Dear AgileSoC Follower,
I need your help.
I need you to join me in heading off a trend that’s progressing dangerously toward the point of no return. The collective sanity of the hardware world depends on us working together. The time to act is NOW… before it’s too late!
“What could be so important”, you ask?
If you’re on Linkedin, you may have noticed a big spike in activity the last few days. This has been the result of a new Linkedin feature that encourages users to endorse the skills of colleagues in their personal network. I’ve seen endorsements flying by for many of my friends and colleagues for all kinds of skills: systemverilog, UVM, VMM, SoC, ASIC, FPGA, semiconductors, functional verification, SystemC, modeling and a whole host of others. Seems like a selfless way to acknowledge the talents of others so good for Linkedin for adding it. (To see what I mean, visit someone’s Linkedin profile and scroll down to their ‘skills & expertise’ section. You’ll be given the chance to endorse their skills).
For me, this new feature has highlighted one particular skill that many hardware folks are listing on their profile: debugging.
Now that’s not completely unexpected. We have a lot of buggy hardware out there and people take pride in the fact that they’re very good at finding and fixing that buggy hardware. So many people take pride in the skill of debugging, in fact, that Linkedin thought it worthy of an entirely new professional designation: Debugging Professional. Don’t believe me? Take a look at the Debugging Professionals page. There, you’ll see that a ‘Debugging Professional’ engages in “…a methodical process of finding and reducing the number of bugs, or defects, in a computer program or a piece of electronic hardware, thus making it behave as expected.” You’ll also find a list Debugging Professionals in your personal network.
The idea of a Debugging Professional kind of makes sense to me, because debugging is so important given the way we develop hardware. But that’s where the slope gets a little slippery… also why your attention on this matter is critical.
The little known back story… the Debugging Professionals were first. Shortly after their christening, the defect loggers on Linkedin took notice. They decided logging bugs was just as important as debugging and they wanted similar status, so they lobbied the people at Linkedin to add another designation: Defect Logging Professional. They were successful. Then the defect trackers questioned why they weren’t getting the same respect. The bug trackers, too; the bug trackers wanted a piece of the action (because defects and bugs are obviously quite different… to a trained professional). With the precedent already set, it was no surprise when Linkedin accepted requests from both groups. Thus, the Defect Tracking Professional and the Bug Tracking Professional were born.
At that point, the defect and bug related landscapes stabilized for a short time, until out of the woodwork strutted a seasoned, highly specialized group of experts that knew everything about defects and bugs (yes, both). Tracking, logging, debugging… they could do it all and they deserved a powerful super-designation to honour that expertise. Hence the recent addition of Defect Professional, the people that do it all…
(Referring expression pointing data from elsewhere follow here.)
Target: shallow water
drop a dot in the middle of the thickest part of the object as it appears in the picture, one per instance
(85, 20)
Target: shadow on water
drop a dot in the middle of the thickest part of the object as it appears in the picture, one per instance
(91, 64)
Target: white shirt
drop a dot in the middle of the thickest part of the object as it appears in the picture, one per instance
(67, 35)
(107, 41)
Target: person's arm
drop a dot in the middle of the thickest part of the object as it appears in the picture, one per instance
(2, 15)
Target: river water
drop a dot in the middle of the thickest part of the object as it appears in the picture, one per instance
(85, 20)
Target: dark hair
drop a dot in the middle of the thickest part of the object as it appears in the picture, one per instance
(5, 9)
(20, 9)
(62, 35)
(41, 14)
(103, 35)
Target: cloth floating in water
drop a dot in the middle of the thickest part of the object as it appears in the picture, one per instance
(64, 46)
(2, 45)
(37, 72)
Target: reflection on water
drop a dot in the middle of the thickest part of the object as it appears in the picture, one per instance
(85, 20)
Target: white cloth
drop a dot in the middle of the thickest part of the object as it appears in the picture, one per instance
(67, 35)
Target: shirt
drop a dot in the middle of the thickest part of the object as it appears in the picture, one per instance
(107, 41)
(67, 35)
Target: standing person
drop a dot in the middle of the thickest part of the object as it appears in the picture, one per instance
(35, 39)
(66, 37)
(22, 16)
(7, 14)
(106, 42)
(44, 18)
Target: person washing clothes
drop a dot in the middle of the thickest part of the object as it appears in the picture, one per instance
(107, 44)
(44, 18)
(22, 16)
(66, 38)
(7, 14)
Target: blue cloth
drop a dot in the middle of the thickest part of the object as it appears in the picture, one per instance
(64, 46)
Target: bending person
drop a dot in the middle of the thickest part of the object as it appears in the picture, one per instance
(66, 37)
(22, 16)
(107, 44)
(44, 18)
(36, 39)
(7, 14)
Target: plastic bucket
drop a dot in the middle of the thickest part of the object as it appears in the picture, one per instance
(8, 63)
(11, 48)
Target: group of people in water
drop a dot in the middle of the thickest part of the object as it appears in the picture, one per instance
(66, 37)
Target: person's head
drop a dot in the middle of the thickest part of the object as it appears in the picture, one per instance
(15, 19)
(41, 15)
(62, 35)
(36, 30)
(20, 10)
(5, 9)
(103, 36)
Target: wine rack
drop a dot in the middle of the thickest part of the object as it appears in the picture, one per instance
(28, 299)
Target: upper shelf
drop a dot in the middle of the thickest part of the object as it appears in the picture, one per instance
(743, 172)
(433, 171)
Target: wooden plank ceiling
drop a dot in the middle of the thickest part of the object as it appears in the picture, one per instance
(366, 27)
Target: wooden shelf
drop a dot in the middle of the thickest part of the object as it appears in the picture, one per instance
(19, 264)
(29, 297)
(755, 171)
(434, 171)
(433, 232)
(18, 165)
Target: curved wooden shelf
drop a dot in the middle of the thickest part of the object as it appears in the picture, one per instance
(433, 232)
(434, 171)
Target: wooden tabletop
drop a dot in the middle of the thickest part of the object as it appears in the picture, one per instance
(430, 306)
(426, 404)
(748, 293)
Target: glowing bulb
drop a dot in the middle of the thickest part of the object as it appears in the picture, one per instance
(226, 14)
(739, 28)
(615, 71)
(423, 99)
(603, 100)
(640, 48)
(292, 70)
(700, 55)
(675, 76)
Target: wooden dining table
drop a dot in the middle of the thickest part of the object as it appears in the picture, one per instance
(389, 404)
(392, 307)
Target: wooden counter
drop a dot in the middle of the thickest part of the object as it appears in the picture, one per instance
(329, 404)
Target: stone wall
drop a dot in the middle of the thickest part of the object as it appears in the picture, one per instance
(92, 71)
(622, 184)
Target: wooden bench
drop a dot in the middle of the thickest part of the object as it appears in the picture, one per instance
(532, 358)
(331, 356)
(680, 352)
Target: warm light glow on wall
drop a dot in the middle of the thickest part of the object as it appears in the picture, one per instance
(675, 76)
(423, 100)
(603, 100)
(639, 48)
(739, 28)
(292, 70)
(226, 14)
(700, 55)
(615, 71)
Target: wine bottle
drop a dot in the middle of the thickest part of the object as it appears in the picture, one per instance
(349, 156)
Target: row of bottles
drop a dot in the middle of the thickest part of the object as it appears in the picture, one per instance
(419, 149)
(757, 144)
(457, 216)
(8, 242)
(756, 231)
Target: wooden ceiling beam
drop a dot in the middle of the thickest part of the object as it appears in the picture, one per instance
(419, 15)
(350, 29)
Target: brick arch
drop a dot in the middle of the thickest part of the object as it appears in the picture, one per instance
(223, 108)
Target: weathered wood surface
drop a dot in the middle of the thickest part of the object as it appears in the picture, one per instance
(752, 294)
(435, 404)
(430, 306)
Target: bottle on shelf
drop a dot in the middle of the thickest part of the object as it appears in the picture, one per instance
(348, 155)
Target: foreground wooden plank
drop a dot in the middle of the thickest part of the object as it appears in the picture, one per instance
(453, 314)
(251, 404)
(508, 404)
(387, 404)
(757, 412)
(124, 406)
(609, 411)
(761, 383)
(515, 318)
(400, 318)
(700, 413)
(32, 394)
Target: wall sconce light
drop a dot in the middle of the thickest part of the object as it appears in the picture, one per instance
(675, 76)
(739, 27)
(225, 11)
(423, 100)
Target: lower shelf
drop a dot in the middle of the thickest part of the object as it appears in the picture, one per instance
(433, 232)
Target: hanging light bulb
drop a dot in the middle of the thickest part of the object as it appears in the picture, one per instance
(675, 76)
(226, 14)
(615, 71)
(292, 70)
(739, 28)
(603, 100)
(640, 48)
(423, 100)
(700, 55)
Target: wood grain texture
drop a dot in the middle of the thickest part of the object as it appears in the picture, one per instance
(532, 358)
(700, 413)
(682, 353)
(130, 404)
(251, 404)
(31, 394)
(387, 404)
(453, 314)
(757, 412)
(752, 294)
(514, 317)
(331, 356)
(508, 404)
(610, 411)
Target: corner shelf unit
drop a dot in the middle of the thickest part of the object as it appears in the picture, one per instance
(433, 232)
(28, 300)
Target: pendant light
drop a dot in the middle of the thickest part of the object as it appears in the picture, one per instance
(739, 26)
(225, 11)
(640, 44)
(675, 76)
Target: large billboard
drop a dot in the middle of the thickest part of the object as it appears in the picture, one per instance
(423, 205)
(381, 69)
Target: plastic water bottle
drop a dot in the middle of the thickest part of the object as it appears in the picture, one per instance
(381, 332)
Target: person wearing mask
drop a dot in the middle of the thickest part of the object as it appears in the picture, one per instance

…except focus on preventing defects in the first place.
That’s where I need your help.
It seems no one is interested in preventing defects. Debug them? Yup. Track them? Certainly! Log them? Obviously! Anything and everything but prevent them. That’s why I’m looking to form a community of like minded individuals interested in putting the Debugging Professionals, Defect Logging Professionals, Defect Tracking Professionals, Bug Tracking Professionals and Defect Professionals out of work (not to mention the Defect Lifecycle Professionals and Defect Identification Professionals).
With the head start they’ve had and with their numbers growing by the minute, the time is now!! Please do you part.
To counter this disconcerting trend, we are in urgent need of people that agree:
- reacting to defects is killing project schedules, budgets, products and team moral; and
- the only reasonably way forward is to focus on preventing defects in the first place.
If you’re nodding your head right now, you’re exactly who we’re looking for. You’re already well on your way to becoming a certified Defect Prevention Professional and you probably didn’t even realize it. There’s just a few steps left to finish your journey:
- Find a quiet room, sit comfortably, close you eyes and solemnly declare a commitment to valuing development techniques that emphasize defect prevention over defect injection. It can be TDD, pairing, code reviews, mentoring, and/or whatever you see fit. Commit to it and stick to it.
Then show others you’re committed:
- Go to Linkedin
- Assuming you’re logged in, mouse over the ‘profile’ menu and click on ‘edit profile’
- Scroll down to the ‘Skills & Expertise’ section and click on ‘+ Add a skill’
- In the ‘Enter your skill or expertise’ box, type ‘Defect Prevention’ and hit the ‘Add’ button
Show your commitment to creating a defect free world where the need for reactive problem solving techniques fade into the past. Add defect prevention to your list of skills and become a Defect Prevention Professional! Endorse others that have the courage to stand up and do the same. And please (please) spread word about this important movement.
Your friends, colleagues, industry and (new) profession are depending on you.